The Swimmer — comme trois bons films sur quatre de l’époque (de Night of the Living Dead à Midnight Cowboy à The Conversation) — doit sûrement être lu comme une allégorie du déclin de l’Amérique, de sa virilité, de sa confiance : sûr d’elle-même, sûr de sa puissance, de ses capacités irrésistibles de séduction, de son charme, du respect, du plaisir et de l’amour qu’elle inspire partout (il devient fou dingue quand quelqu’un lui dit que ses filles se moquent de lui, « they think you’re a joke » ; il se décompose littéralement quand sa maîtresse lui avoue qu’elle a toujours fait semblant de jouir quand ils faisaient l’amour). Il est aussi convaincu de vivre en harmonie avec la nature, propulsée par une mission quasi divine, mais aussi — et ce sera l’arc du film —, il est aussi, comme l’Amérique, complètement timbré, oublieux de son histoire (ou cherchant à l’oublier), vivant dans un monde d’artifices : hypocrite, fourbe, imbécile, narcissique, menteur, violent dès qu’on lui résiste, décalé et vaguement pédophile. Au fil du film, Ned commencera peu à peu à boiter, à avoir froid, à réclamer une serviette en sortant de l’eau.
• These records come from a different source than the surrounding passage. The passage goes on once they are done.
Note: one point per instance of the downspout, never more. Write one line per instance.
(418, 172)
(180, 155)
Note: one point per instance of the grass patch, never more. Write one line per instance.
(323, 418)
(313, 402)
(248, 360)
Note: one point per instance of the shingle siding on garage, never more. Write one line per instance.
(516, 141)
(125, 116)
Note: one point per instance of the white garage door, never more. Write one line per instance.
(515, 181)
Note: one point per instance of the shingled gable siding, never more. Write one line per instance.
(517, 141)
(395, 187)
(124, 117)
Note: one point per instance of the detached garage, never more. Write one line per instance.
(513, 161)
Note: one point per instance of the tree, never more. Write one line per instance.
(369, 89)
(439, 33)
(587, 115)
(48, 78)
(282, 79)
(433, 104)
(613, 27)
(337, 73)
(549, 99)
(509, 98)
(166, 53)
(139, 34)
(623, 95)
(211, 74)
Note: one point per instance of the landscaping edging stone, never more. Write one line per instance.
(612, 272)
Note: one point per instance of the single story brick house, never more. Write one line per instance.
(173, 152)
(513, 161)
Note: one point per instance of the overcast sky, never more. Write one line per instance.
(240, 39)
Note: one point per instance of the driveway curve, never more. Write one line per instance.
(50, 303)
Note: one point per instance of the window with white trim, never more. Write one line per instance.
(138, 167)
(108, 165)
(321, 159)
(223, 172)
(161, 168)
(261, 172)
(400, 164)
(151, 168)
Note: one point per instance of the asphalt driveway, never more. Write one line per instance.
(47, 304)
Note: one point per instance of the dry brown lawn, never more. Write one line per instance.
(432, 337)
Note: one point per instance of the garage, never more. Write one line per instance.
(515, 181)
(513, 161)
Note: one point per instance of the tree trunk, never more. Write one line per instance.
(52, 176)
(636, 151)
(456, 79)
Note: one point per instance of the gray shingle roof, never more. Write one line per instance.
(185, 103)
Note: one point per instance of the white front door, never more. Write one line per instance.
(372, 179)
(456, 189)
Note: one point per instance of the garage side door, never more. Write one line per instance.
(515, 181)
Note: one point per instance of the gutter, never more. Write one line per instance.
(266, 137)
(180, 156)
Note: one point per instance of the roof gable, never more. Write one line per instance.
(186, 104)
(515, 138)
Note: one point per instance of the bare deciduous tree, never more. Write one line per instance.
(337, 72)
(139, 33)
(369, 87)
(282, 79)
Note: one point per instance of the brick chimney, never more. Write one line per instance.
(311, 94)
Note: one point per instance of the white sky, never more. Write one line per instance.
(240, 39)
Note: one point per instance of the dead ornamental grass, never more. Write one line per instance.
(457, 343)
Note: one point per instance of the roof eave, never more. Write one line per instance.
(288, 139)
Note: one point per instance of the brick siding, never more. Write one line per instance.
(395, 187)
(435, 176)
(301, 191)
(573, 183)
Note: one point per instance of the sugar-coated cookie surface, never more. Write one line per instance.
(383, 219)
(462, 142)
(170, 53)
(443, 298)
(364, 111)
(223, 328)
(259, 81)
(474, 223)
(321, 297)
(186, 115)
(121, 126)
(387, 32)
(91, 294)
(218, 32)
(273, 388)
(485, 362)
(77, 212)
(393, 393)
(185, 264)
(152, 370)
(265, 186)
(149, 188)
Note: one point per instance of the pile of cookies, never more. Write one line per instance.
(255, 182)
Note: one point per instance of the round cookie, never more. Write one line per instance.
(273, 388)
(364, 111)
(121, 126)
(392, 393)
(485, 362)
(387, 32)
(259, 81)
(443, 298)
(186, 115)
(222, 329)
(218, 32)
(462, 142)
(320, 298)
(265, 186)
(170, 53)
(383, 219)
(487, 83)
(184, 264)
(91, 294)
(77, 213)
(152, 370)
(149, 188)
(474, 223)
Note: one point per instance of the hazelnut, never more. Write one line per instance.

Sa masculinité finit par en prendre pour son rhume. Il apparaîtra aussi que le rêve dans lequel il se drape (sa femme va bien, ses filles jouent sont en train de jouer au tennis) est en réalité une sorte de fantasme délirant, d’image-écran. Cette traversée aquatique sera au final un chemin de croix, une odyssée sans consolation, au contraire, qui ne fait qu’accumuler les humiliations et les défaites. Par exemple, il devra, vers la fin du film, sortir de la piscine — imaginez vous — en prenant l’escalier, parce que trop faible pour se hisser avec la seule force de ses bras hors de l’eau (tôt dans le film, un personnage dira admiratif : « Wouldn’t use a ladder, no, not Ned ! »).

Avant de rentrer « chez lui », il lui restera une ultime piscine, la piscine municipale, celle à l’eau trop chlorée, qui brûle les yeux, celle des pauvres gens qu’il a sans doute regardé de haut toute sa vie, devant qui il devient soudain moins que rien, sur qui on jouit de déverser son fiel et des chaudières de mépris. Le gardien refuse de le laisser entrer sans payer (il devra emprunter de l’argent à un pauvre type, une vague connaissance, qui semble lui en vouloir à mort). Passé le premier cerbère, un autre gardien exigera — avant qu’il ne puisse se plonger à l’eau — qu’il prenne une douche chaude avec du savon, même qu’on l’oblige à retourner se doucher une deuxième fois après s’être mieux lavé les pieds, sales et blessés d’avoir traversé la moitié du comté sans chaussures. On lui demandera même d’écarter les orteils pour s’assurer qu’ils sont bien propres (imaginez un instant l’idée de demander à Burt Lancaster d’écarter les orteils pour vérifier leur propreté ?). Épuisé, à bout de force, haletant, il devra traverser cette piscine trop pleine d’enfants fous, petits de prolétaires, hurlant et lançant des ballons colorés — vision s’il en est du 6e cercle de l’enfer de Dante pour notre personnage. Et comme dirait Brel… « … Et c’est pas fini ».

Je vous laisse découvrir la fin.

Je peux simplement vous dire que quand il sortira de cette ultime piscine, escaladera une paroi rocheuse en s’éraflant les pieds déjà meurtris (ce film est un véritable massacre pour les pieds) pour rentrer chez lui en traversant une forêt devenue hostile et impitoyable, il pleuvra des cordes. Et l’été sera, depuis longtemps, loin derrière lui. Comme celui de l’Amérique. Un cauchemar peut avoir le goût du chlore.